Why selective forgetting beats compaction (and subagents) for long tasks

June 8, 2026

Give an agent a real task — refactor a module, chase a bug across a dozen files, get a build green — and the thing that eventually stops it isn’t reasoning. It’s the context window filling up with stuff it already finished reading.

The problem: stale tool output piles up

A long run is mostly tool calls: read a file, grep the codebase, run the build. Each one dumps its full output into the conversation — the entire file, the whole grep, the 200-line build log — and most of it goes stale almost immediately: the agent found the one function it cared about and moved on. The dead weight accumulates, and halfway through a real task the window is mostly spent tool output with a thin thread of reasoning running through it. When it fills, the run degrades or simply stops. The work wasn’t too hard — the agent buried itself in its own scrollback.

What Zucchini does: Dynamic Context¹

Zucchini lets the agent forget — on purpose, and selectively. As it works, it can call a prune-context action on its own no-longer-needed tool outputs: that 300-line file it already extracted the one function from, the grep it already read, the build log from three steps ago. The full output is dropped and replaced with a one-line digest of what it learned (“checkedauth.rs, the token refresh is in refresh()”). The reasoning stays; the bulk goes.

You watch it happen. Every prune shows up right in the chat timeline as a small frame — “context pruned · ~12k freed” — so it’s never a black box. The agent decides what’s spent, surgically, byte-for-byte, and keeps going on a leaner context. It works for Claude Code, Codex, Gemini, and Cursor. And a prune isn’t a one-way door: if a dropped output turns out to be needed again, the digest says what it was — the agent just re-reads the file or re-runs the command.

Why it beats compaction

The usual answer to a full window is compaction: when you hit a threshold, rewrite the entire history into a summary and continue from that. It works, but it’s blunt in three ways.

You don’t choose what survives. The spent build log and the chain of reasoning you still need get flattened with equal violence.
Fidelity is lost everywhere. A summary is lossy by construction: the decision you made forty turns ago, the exact error string you’re still hunting — all of it comes back fuzzier.
It fires on a schedule, not on a fact. It triggers when the window crosses a line, not when a specific output actually became useless.
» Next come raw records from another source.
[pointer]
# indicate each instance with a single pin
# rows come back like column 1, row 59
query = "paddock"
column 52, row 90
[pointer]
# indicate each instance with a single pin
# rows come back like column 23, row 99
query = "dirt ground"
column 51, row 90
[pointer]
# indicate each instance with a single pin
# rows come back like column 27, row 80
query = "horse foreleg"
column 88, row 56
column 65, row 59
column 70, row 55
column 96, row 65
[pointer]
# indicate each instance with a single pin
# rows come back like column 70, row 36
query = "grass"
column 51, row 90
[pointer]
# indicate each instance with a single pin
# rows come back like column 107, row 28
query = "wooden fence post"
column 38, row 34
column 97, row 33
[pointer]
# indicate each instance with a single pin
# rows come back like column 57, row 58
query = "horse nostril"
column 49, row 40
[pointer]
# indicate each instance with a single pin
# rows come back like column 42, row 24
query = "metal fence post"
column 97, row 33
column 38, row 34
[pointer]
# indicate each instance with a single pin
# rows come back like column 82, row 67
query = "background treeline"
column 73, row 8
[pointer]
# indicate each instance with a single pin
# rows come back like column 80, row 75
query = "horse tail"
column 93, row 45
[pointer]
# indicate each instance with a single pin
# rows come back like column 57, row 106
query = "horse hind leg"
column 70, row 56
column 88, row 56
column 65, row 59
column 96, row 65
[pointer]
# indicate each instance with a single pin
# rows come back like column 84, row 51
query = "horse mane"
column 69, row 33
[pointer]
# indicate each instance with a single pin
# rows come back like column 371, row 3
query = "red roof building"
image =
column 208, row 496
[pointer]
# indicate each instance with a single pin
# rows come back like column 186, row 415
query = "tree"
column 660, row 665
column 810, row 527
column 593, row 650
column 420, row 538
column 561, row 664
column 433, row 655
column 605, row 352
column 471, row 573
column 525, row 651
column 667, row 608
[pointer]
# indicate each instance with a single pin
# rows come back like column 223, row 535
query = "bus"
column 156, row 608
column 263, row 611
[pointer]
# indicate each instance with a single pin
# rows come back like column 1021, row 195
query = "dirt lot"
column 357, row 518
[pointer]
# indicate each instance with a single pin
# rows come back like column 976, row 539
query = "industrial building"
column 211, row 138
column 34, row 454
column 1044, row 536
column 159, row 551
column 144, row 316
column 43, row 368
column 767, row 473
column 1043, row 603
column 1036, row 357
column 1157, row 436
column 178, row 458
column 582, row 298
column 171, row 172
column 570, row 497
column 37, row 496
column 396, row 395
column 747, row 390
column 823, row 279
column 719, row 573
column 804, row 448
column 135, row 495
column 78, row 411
Selective forgetting inverts all three: only the specific spent outputs go, everything else stays at full fidelity, and each prune is visible in the timeline instead of an opaque summarize-and-pray.

Why it beats spawning subagents (for this)

The other stock answer is “just use subagents” — offload chunks of work to fresh contexts so the parent stays light. For the right shape of problem that’s genuinely the best tool, and it’s worth being fair about it: if your task fans out into independent, parallelizable subtasks, subagents win outright. Run them side by side, each in its own clean window.

But one long, coherent task is the wrong shape for that. The whole point of such a task is continuity — the accumulated understanding of how these pieces fit. Hand a slice to a subagent and:

State fragments. The subagent can’t see the main thread’s built-up context, so it re-derives or guesses what the parent already knew.
You pay lossy hand-offs both ways. Summarize the task down into the subagent, summarize its result back up — two compactions, the same fidelity tax, twice.
The parent still bloats anyway. Every returned summary lands back in the parent window, plus orchestration overhead for the privilege.

Selective forgetting keeps a single agent with the full thread of reasoning intact while staying lean. Subagents for parallel fan-out; one lean agent for one long task.

Under the hood — and a feature request

None of the agent CLIs let you edit a live session’s context, so Zucchini does it the hard way. When the agent calls prune-context, the spawner stops the resident process, rewrites the session transcript on disk — each pruned tool output replaced by its one-line digest — and respawns the CLI, resuming from the edited transcript. Rewriting history also invalidates the provider’s prompt cache from that point on (compaction pays the same cost — any rewrite does), which is why prunes are applied in batches rather than one output at a time.

We’d love to retire this machinery. Selective forgetting belongs inside the agents themselves — a first-class “drop this tool result, keep this digest” operation in Claude Code, Codex, Gemini CLI, and friends would make the restart unnecessary and the cache cost smaller. Consider this post a feature request.

¹ We arrived at selective forgetting independently, but we weren’t the first to publish the idea — opencode-dynamic-context-pruning introduced a proof of concept earlier. ↩

Claude and Claude Code are trademarks of Anthropic, PBC. Zucchini is not affiliated with or endorsed by Anthropic.